Voir aussi : Les fermes biologiques produisent moins, mais sont plus rentables, selon une étude« Nous constatons une influence majoritairement négative des cultures à haut rendement, non seulement sur les espèces des terres agricoles, mais aussi sur les espèces dont le régime alimentaire repose au moins en partie sur des invertébrés pendant la saison de reproduction, les migrateurs au long cours et les oiseaux des zones boisées, c'est-à-dire la grande majorité des oiseaux communs », ont écrit les chercheurs.
La recherche a également laissé entendre que les grandes exploitations agricoles recourent davantage aux pratiques d’agriculture intensive que les petites. Les données montrent que l’avifaune se porte mieux dans les pays où les petites exploitations sont la norme.
L'étude a montré que les espèces d'oiseaux réagissaient de manière inégale aux facteurs de pression. Par exemple, la hausse des températures a eu un impact négatif sur 27 espèces, tandis que 28 semblaient bénéficier de ces changements.

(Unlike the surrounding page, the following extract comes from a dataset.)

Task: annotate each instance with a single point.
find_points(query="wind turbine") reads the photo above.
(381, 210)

Les scientifiques ont également constaté que l’extension du couvert forestier affectait neuf espèces et en bénéficiait à 16.
« Le couvert forestier s’étend souvent dans des zones où l’agriculture n’est plus rentable, des zones qui finissent par être en grande partie abandonnées », a déclaré Luoni. « Si cela peut profiter à certaines espèces forestières, cela réduit également les prairies ouvertes indispensables à d’autres espèces. »
Si certaines espèces peuvent tirer profit des changements induits par les activités humaines, le nombre total d’oiseaux suit une tendance à la baisse marquée.
Alors que la population d’oiseaux des terres agricoles a chuté de près de 60 %, d’autres populations d’oiseaux ont été touchées par un déclin plus lent. Le nombre d’oiseaux des zones boisées a baissé de 18 %, celui des oiseaux urbains de 28 %, celui des oiseaux des régions froides de 40 % et celui des oiseaux des régions chaudes de 17 %.
« Pour contrer ces tendances, il est crucial de mettre en place et de respecter de bonnes pratiques agricoles », a déclaré Luoni. « Cela signifie une approche de l’agriculture qui doit être fondée sur l’agroécologie, où l’agriculture durable travaille avec la nature. »
Selon M. Luoni, l’essor de l’agriculture biologique dans certaines régions est porteur d’espoir pour l’avenir.
Cependant, les auteurs de cette nouvelle étude ont averti que des recherches supplémentaires sont nécessaires pour comprendre pleinement les relations de cause à effet profondes entre les différentes pressions anthropiques et le déclin des populations d’oiseaux.
Ils ont également souligné que des données cruciales sont souvent sous-estimées par les institutions locales et nationales. Ils ont toutefois noté que leur étude fournit des preuves de l’impact des pratiques agricoles à l’échelle continentale.
« Compte tenu à la fois de l’impact négatif considérable de l’intensification agricole et de l’homogénéisation induite par les changements de température et d’utilisation des sols, nos résultats suggèrent que le sort des populations d’oiseaux communs en Europe dépend de la mise en œuvre rapide d’un changement transformateur dans les sociétés européennes, et en particulier d’une réforme agricole », ont conclu les chercheurs.